Writing

Software, technology, sysadmin war stories, and more. Feed
Wednesday, June 19, 2013

Wear blinders and you can justify anything

Here's a pattern I keep seeing. I don't understand it.

There's some software product or web site. It has an interface which has pretty much remained the same for three or four years. A couple of dropdown menus or chooser lists might have gotten a little bit longer as features were added, but it's basically the same thing. Someone who had been away from the product for several years would still know their way around.

You're wary of interface changes, so you don't switch to it immediately when it first comes out. Eventually, it becomes clear that it isn't going anywhere and it's a stable experience, so you try it out. The experience seems to agree with you, and so you slowly use it more and more. Before long, it's a part of your daily routine. You know how it will behave and there are no surprises. You can count on it being the same when you come back every day.

Then, one day, something changes. There's been a change of leadership on the product, and soon they want to start moving things around. Some options are hidden behind new menus and are no longer directly accessible. Others disappear entirely. A handful of strange new things which you really don't need and never asked for are forced in your face to get you to pay attention to them.

You deal with it at first, but the changes slowly migrate around the interface until eventually it starts impacting your day to day behavior. Perhaps something you used to be able to do is no longer possible, or it's become complicated where before it was simple. It's a new source of friction, and it's not going away.

This inspires you to push back on the changes. How can the product people know there's a problem unless they hear from the users, right? So, you write in and report that the removal of feature X and the hiding of feature Y is really crimping your style. You even write up a detailed explanation of how you used to use the system so they can better appreciate your use case.

It's no good. Someone on the team responds and says that they have metrics, and the metrics say that only 0.7% of all users used feature Y, and even fewer used feature X. That's their story and they're sticking to it.

But, they say, it's okay. This interface is good stuff. It passes all sorts of approval metrics and allows you to do this, and that, and this other thing. It's the new direction for this product, so you might as well get on board now.

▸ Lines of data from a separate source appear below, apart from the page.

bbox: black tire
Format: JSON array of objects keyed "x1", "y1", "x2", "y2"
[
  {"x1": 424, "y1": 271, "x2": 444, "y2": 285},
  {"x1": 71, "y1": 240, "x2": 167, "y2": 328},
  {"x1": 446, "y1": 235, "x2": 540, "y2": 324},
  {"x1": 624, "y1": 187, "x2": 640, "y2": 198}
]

Let's say for the sake of argument that you accept this and you get on board with the changes. You re-learn the interface and find different ways to do whatever it was you need to do. You find some way to live without the features which have evaporated completely. You still feel the friction every time you run into a situation where the old feature would have helped, but you tell yourself to ignore it. After all, you don't want to be one of "those people". Managers read books about "those people" and try to peck them out of the organization for not being "team players".

About a year passes. Then, without warning, they throw out that new interface and drop in yet another interface. This third interface has no relation to either the first one that you liked or the second one which you were making yourself use. You have to start all over again, and there are even more features missing or otherwise behaving differently.

The users suffer through two major upheavals in a short span of time.

When this happens, all sorts of questions pop up in my head. If the second one was so good, why did they switch to the third one? Was there some initial condition which made the second one good, and that condition is now gone? Were the claims of the second system being good even valid? If they weren't, why should anyone believe their claims about the third system?

I think it's more like this. Someone decides they are going to make a new interface. They get it ready for launch, and they also prepare a nice package of justifications. They can even do bad science to back it up -- that is, run experiments, and only keep the results which support your desired outcome. Then, they launch it.

When it's time to do it again, they just follow the same pattern. Notice that the past has absolutely no influence on this routine. They want to make a change and they don't care about what may have been there before. Maybe the old stuff came from someone else and they want to "make their mark" somehow.

Making their marks? Sounds like a duck story to me.